В Берлине жизнь становилась тревожной. Начались грабежи. Помимо мелких грабежей (бумажник, карманные часы, золотой портсигар) в темных аллеях Штадтпарка, начались грабежи иного масштаба. К особняку какого-нибудь «раффке» в Шарлоттенбурге подъезжал утром грузовик, с него спрыгивало человек десять в рабочих комбинезонах. Двое из них звонили у подъезда. Они входили в дом, всех обитателей дома сгоняли в какую-нибудь заднюю комнату, у дверей которой становились два человека с револьверами в руках. В это время восемь остальных спокойно, не торопясь выносили из дома диван, ковры, люстры, картины. Все это складывалось на грузовик. Прохожие недоумевали: куда это переезжает герр такой-то? Грузовик уезжал в неизвестном направлении. Люди в рабочих комбинезонах исчезали.

Но самым страшным, однако, были не грабежи, а катастрофическое падение стоимости германской марки. В одной из витрин большого универсального магазина «Kadewe» (магазин заказов) на Вюртенбергплатц было установлено табло, которое было соединено с биржей и на котором зажигались цифры: сколько марок стоит один доллар. Каждый час показания менялись. Перед витриной толпились люди. Отчаяние было написано на лицах. Марка падала на глазах. Богатые в течение нескольких часов превращались в нищих. Почти каждый день выпускались все новые и новые денежные купюры. Все большие по своей номинальной стоимости и все меньшие по своим размерам. Помню тот день, когда в обращении появился зеленовато-голубой почти квадратный билет, на котором было написано: «Миллион марок». Инфляция, как чума, охватила всю страну. Началась волна самоубийств.

В это время Алексей Николаевич заканчивал повесть «Рукопись, найденная под кроватью». Это было последнее его произведение (если не считать газетных статей), написанное в эмиграции.

Как я уже говорил, в апреле 1922 года Алексей Николаевич опубликовал открытое письмо одному из руководителей белоэмигрантского лагеря Н. Чайковскому. В нем отчим с резкостью заявил о своем разрыве с эмиграцией. Письмо это, полное глубокой искренности, явилось, по словам самого Алексея Николаевича, его «советским паспортом».

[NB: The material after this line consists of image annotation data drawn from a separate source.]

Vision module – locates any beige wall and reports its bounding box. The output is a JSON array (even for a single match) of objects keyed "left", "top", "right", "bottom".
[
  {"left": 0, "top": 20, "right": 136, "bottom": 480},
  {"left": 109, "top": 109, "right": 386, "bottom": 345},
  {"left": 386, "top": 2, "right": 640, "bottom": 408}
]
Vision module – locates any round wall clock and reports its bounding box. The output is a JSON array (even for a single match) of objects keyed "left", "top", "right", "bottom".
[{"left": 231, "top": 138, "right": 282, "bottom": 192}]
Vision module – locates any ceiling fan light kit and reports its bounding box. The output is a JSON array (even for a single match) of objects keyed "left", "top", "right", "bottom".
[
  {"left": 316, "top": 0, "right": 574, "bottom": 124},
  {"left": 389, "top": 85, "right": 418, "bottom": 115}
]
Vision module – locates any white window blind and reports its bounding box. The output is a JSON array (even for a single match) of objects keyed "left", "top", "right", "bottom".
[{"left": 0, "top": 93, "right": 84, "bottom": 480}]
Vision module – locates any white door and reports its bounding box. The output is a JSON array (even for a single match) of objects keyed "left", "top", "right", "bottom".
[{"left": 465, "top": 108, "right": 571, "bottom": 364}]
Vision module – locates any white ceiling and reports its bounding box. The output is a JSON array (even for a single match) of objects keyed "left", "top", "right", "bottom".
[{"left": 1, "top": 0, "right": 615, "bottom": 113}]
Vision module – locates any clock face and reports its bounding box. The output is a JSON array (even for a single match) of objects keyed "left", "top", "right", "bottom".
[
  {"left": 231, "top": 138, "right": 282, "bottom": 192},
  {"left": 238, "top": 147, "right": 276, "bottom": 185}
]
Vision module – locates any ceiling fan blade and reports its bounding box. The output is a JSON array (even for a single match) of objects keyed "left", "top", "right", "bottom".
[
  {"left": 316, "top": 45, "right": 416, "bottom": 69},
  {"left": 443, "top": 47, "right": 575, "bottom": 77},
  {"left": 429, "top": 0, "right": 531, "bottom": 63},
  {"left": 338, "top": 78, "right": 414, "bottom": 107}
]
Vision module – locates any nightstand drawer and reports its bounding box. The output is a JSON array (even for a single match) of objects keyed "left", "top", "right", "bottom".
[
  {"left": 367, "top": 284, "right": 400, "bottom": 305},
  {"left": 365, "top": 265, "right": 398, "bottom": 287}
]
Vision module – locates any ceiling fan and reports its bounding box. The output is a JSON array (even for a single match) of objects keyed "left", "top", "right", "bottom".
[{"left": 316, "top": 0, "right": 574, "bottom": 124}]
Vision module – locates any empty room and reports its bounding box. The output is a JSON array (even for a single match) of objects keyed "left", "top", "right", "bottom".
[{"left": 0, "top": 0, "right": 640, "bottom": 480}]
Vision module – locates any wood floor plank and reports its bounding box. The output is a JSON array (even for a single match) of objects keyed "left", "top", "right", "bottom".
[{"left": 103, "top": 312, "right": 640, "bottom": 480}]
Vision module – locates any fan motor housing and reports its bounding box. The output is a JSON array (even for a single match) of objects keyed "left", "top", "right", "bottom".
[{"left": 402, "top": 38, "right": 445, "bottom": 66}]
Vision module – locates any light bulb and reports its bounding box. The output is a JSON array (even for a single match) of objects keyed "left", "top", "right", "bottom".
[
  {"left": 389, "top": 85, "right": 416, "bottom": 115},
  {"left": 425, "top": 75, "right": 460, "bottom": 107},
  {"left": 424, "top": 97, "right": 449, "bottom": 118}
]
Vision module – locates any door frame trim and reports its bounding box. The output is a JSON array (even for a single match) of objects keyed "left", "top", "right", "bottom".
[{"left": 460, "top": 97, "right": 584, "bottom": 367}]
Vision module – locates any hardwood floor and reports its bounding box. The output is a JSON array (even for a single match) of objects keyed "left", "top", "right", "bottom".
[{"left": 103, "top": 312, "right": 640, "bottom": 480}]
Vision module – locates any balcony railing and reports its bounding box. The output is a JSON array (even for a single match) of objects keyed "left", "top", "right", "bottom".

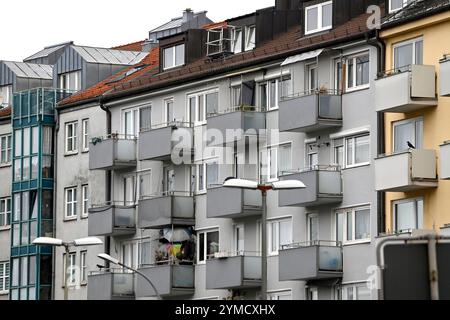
[
  {"left": 279, "top": 90, "right": 342, "bottom": 133},
  {"left": 375, "top": 150, "right": 438, "bottom": 192},
  {"left": 279, "top": 241, "right": 343, "bottom": 281},
  {"left": 138, "top": 191, "right": 195, "bottom": 229},
  {"left": 375, "top": 65, "right": 437, "bottom": 113},
  {"left": 88, "top": 269, "right": 135, "bottom": 300},
  {"left": 88, "top": 201, "right": 136, "bottom": 236},
  {"left": 89, "top": 134, "right": 136, "bottom": 170},
  {"left": 278, "top": 165, "right": 343, "bottom": 207},
  {"left": 206, "top": 252, "right": 261, "bottom": 289},
  {"left": 138, "top": 121, "right": 193, "bottom": 161}
]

Вскоре отчим собрался и налегке, оставив нас в Берлине, уехал в Москву. Мы провожали его с волнением. Мы все устали от нашей бездомной жизни.

Отчим скоро вернулся. В Москве он был тепло встречен. Он выступал с лекциями: «О распаде белой эмиграции», «О русском искусстве за рубежом». Он вернулся за нами, переполненный до краев московскими впечатлениями.

Начались сборы. Сколько раз за последние пять лет мы укладывали чемоданы! Сейчас мы укладывали их в последний раз. Мы приехали в знакомый нам Штеттин среди дня. Погрузились на пароход «Шлезиен». Этот пароход не был похож ни на пароход «Кавказ» с трюмами, набитыми беженцами, ни на кривобокий «Карковадо». До отплытия оставалось более часа. Мы бродили по пыльному порту, мимо пароходов, которые нагружались или разгружались. Они собрались из дальних стран, под разными флагами, с разными судьбами. Вода около причалов была грязная, с радужными пятнами от пролитой нефти. Мы поднялись по трапу на «Шлезиен». Пароход заревел, застучал и плавно отчалил. Вместе с нами ехало еще несколько «накануневцев».

Был третий день пути. Справа навстречу нам медленно проплывал крутой зеленый берег. Белая церковка. Россия! На палубе неподвижно стояли пассажиры. Все молчали. По щекам текли слезы.